All Products
Search
Document Center

:ACS pod overview

Last Updated:Oct 31, 2024

This topic describes the prerequisites, limits, and core functions of ACS pod. The core functions includes security isolation, the configuration of CPU/Memory/GPU resources and specification, image pulling, storage, network, and log collection.

Compute classes

ACS currently provides three compute classes. The general computing provides two classes, and the heterogeneous computing provides one class. Different compute classes have different resources for different business scenarios.

Compute classes

Label

Features

General-purpose (default)

general-purpose

This class meets the needs of most stateless microservices applications, Java Web applications, and compute tasks.

Performance

performance

This class meets the needs of high-performance business scenarios, such as CPU-based AI/machine learning (ML) training and inference, HPC batch processing.

GPU

gpu

This class meets the needs of heterogeneous computing scenarios such as AI/High Performance Computing (HPC), GPU single-card and multi-card inference, and GPU parallel computing.

You can specify the compute class of an instance by using the alibabacloud.com/compute-class label on the pod. The following example of an Nginx application, which specifies the compute class as general-purpose.

apiVersion: apps/v1 
kind: Deployment
metadata:
  name: nginx-deployment
  labels:
    app: nginx
spec:
  replicas: 2
  selector:
    matchLabels:
      app: nginx
  template:
    metadata:
      labels:
        app: nginx
        alibabacloud.com/compute-class: general-purpose 
    spec:
      containers:
      - name: nginx
        image: registry.cn-hangzhou.aliyuncs.com/acs-sample/nginx:latest

Compute QoS

ACS currently provides two types of compute Quality of Service (QoS). Different compute QoS have different resource for different business scenarios.

Compute quality

Label

Features

Typical application scenarios

Default

default

  • Some compute disturbance.

  • No forced instance eviction, instance faults are handled by hot migration or user-triggered eviction.

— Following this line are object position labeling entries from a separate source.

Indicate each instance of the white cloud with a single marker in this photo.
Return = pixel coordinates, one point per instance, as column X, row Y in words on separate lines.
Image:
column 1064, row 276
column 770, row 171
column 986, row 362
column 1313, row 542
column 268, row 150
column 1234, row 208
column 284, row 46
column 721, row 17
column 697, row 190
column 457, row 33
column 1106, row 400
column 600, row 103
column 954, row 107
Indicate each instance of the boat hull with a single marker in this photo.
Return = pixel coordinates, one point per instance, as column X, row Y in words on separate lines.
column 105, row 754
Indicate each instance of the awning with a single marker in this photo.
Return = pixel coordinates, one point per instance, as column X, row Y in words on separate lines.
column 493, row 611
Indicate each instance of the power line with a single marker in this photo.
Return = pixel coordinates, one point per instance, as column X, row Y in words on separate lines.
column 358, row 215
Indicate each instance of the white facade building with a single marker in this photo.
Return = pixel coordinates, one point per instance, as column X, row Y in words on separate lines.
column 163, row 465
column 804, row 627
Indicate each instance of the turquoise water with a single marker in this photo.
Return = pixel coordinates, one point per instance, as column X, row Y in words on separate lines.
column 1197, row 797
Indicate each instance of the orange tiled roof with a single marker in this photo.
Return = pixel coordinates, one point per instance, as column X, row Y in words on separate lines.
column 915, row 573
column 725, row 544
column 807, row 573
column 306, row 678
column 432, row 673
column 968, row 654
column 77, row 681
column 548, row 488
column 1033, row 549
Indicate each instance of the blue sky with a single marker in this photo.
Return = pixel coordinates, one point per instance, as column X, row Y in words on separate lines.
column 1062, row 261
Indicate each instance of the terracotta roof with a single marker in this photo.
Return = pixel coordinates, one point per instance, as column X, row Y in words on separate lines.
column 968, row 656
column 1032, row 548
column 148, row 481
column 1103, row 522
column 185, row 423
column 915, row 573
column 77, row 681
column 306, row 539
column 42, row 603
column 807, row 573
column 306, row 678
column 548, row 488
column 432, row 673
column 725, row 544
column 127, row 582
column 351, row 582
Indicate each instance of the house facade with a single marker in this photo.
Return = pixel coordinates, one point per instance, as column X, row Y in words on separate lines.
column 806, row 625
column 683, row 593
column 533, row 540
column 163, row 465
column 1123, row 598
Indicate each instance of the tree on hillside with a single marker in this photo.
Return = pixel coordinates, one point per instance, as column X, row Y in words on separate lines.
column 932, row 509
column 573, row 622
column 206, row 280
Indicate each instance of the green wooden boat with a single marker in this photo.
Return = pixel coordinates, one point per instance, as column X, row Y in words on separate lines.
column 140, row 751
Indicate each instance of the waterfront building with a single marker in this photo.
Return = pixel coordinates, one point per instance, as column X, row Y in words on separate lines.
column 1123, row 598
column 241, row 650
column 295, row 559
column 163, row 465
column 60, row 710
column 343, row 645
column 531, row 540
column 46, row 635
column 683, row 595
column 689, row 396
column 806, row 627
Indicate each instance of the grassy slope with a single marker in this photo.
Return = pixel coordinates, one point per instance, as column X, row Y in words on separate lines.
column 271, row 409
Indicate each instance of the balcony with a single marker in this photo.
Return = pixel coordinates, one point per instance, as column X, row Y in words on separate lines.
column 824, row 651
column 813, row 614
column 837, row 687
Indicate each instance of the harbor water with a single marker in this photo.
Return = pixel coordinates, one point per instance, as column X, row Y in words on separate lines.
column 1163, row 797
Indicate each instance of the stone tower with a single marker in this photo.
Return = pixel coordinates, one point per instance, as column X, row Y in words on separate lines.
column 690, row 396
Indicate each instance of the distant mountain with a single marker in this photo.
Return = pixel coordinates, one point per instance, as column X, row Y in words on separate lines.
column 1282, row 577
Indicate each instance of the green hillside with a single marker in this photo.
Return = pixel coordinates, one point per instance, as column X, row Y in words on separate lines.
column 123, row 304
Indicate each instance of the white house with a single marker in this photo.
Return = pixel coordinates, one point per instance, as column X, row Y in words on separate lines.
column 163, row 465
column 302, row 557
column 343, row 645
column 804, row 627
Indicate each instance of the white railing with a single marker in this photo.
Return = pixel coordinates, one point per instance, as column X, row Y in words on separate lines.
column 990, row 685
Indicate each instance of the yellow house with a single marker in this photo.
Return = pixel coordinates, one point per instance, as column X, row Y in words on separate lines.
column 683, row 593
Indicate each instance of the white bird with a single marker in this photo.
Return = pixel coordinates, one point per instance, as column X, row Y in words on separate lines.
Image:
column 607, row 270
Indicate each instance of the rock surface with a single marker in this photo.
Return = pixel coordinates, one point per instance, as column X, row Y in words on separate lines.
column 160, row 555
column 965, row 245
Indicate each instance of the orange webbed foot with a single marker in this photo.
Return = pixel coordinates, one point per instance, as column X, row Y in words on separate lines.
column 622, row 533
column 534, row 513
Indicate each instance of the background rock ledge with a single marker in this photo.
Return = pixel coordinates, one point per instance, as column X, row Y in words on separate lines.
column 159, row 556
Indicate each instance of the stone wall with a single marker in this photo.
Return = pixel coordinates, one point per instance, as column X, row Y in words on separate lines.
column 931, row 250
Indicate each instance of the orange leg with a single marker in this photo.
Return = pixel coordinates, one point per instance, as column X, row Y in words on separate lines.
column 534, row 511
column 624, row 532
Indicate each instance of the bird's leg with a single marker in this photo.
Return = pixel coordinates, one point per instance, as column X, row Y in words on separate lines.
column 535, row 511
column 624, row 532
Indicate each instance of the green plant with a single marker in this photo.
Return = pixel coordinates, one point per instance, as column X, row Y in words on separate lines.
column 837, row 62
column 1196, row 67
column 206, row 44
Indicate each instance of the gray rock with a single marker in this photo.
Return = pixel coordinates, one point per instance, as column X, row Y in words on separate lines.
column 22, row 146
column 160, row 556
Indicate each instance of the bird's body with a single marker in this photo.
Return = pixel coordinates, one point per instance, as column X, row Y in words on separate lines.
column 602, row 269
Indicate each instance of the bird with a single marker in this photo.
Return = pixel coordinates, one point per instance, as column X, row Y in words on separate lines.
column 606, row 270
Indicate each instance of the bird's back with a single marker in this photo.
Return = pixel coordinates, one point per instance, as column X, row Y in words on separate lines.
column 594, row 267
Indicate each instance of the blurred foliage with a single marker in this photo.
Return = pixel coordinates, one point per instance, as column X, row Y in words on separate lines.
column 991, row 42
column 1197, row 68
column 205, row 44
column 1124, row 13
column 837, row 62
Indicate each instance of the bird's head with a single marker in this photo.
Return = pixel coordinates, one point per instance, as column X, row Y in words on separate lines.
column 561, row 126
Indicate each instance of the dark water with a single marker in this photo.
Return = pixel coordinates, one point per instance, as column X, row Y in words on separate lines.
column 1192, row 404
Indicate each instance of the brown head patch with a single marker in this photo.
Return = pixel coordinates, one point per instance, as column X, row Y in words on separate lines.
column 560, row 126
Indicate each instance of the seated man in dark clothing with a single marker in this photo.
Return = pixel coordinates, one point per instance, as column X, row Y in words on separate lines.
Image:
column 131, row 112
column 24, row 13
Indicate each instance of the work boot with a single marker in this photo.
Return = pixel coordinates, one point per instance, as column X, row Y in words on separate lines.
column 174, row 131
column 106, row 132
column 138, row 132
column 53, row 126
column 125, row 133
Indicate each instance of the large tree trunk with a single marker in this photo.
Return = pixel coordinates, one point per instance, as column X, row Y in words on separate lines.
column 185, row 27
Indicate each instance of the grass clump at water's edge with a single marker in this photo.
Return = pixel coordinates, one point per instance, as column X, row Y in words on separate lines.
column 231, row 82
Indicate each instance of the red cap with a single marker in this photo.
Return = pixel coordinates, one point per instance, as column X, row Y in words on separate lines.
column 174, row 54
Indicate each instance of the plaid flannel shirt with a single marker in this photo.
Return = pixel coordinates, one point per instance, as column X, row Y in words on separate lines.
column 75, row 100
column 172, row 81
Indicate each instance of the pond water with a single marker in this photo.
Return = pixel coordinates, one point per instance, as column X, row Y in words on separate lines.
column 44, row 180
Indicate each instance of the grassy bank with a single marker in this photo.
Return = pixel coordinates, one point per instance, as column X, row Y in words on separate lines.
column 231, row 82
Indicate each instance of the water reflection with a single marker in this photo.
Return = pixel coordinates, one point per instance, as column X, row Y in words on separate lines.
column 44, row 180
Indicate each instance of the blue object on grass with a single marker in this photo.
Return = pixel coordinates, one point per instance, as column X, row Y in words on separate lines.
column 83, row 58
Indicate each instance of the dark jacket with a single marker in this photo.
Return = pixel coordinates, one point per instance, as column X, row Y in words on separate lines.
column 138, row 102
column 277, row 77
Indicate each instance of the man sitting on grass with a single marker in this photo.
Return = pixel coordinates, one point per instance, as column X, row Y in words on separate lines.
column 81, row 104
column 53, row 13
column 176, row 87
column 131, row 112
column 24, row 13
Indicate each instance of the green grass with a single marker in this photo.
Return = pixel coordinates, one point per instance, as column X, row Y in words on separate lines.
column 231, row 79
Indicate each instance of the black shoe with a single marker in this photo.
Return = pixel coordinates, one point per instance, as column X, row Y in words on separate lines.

  • Microservices applications.

  • Web applications

  • Compute tasks.

BestEffort

best-effort

  • Some compute disturbance.

  • Forced instance preemption and eviction, with an event notification 5 minutes before eviction.

  • Big data computing.

  • Audio and video transcoding.

  • Batch processing tasks.

You can specify the compute quality of an instance by using the alibabacloud.com/compute-qos label on the pod. The following example of an Nginx application, which specifies the compute quality as default.

apiVersion: apps/v1 
kind: Deployment
metadata:
  name: nginx-deployment
  labels:
    app: nginx
spec:
  replicas: 2
  selector:
    matchLabels:
      app: nginx
  template:
    metadata:
      labels:
        app: nginx
        alibabacloud.com/compute-qos: default
    spec:
      containers:
      - name: nginx
        image: registry.cn-hangzhou.aliyuncs.com/acs-sample/nginx:latest 
Note

The definitions of compute QoS for ACS are different from Kubernetes native QoS types. Currently, the compute QoS of the default class corresponds to a QoS class of Guaranteed in Kubernetes (K8s) native.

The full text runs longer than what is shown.